The UK (Washington’s “special” friend) has announced it’s joining the Asian Infrastructure Investment Bank, which is essentially China’s answer to the Asian Development Bank over which Beijing feels the US has undue influence.
The bank, which will fund infrastructure projects across the region and may indeed be part and parcel of China’s implicit attempt to establish a Sino-Monroe Doctrine, represents “an unrivaled opportunity for the UK and Asia to invest and grow together,” according to Britain’s George Osborne.
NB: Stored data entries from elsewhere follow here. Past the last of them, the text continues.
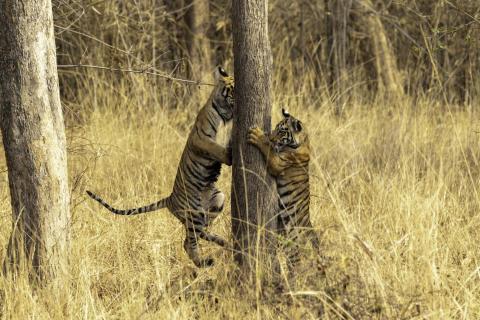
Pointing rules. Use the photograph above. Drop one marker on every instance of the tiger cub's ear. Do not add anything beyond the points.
(220, 73)
(297, 125)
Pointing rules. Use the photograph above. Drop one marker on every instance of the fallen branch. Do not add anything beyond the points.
(164, 76)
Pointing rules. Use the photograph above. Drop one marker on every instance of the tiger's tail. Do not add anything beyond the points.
(127, 212)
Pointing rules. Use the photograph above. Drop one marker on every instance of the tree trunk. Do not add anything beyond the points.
(253, 190)
(198, 21)
(337, 22)
(389, 83)
(34, 138)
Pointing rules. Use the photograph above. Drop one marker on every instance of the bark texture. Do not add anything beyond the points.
(34, 137)
(253, 190)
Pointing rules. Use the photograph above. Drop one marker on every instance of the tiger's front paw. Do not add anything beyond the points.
(254, 135)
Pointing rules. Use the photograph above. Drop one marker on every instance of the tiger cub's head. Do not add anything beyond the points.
(288, 134)
(222, 95)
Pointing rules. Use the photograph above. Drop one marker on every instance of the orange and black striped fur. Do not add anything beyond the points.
(287, 153)
(195, 200)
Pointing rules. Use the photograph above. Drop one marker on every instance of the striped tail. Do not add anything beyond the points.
(127, 212)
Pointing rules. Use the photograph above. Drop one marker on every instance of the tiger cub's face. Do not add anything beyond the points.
(289, 133)
(223, 95)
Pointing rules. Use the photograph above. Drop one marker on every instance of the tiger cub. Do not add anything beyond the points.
(195, 200)
(287, 153)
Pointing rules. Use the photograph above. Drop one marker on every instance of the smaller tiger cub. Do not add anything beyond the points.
(287, 153)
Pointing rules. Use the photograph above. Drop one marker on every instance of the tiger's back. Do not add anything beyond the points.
(194, 199)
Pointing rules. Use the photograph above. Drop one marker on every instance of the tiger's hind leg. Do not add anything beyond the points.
(214, 205)
(216, 201)
(191, 247)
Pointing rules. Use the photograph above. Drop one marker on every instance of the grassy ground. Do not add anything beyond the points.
(395, 201)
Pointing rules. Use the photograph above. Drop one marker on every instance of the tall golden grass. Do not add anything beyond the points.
(395, 194)
(394, 198)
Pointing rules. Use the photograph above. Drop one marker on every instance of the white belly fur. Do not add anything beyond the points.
(224, 132)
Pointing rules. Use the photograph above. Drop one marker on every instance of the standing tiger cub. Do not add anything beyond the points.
(287, 153)
(195, 200)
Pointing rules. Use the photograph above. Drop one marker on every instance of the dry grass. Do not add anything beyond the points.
(395, 200)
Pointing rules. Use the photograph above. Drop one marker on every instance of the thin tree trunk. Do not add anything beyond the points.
(388, 77)
(253, 190)
(198, 22)
(33, 137)
(337, 22)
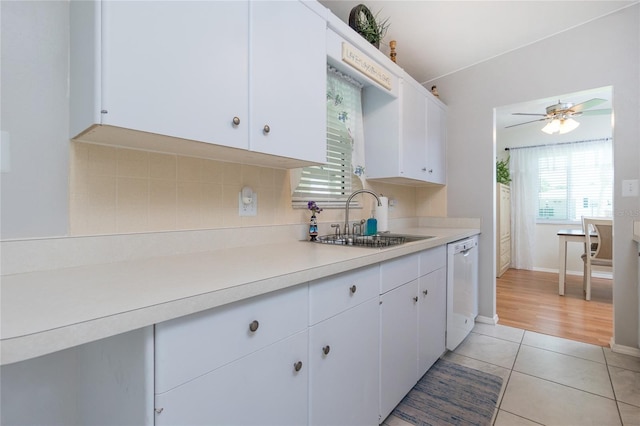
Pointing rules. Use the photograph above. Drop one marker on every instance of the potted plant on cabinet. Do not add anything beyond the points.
(367, 25)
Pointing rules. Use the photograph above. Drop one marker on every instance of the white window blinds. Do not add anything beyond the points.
(330, 184)
(573, 180)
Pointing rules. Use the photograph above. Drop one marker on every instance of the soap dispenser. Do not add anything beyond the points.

Unsurprisingly, the US doesn’t see it that way and although Washington was generously willing to concede that this was the UK’s decision to make for itself, US officials are clearly perturbed that Britain didn’t ask for permission:
A spokesman for the National Security Council says the US will allow the UK to make its own decisions…
“This is the U.K.’s sovereign decision.”
…but the next time David Cameron thinks about appeasing a country that is a possible threat to US hegemony, he really needs to ask first…
“[The decision was made with] virtually no consultation with the US.”
“We are wary about a trend toward constant accommodation of China, which is not the best way to engage a rising power.” — From FT, quoting a senior US Official
Washington was also quick to make clear just what the US’s “expectations” are going forward now that London has made a misguided decision to support an effort to improve infrastructure in Asia:
“We hope and expect that the U.K. will use its voice to push for the adoption of high standards.”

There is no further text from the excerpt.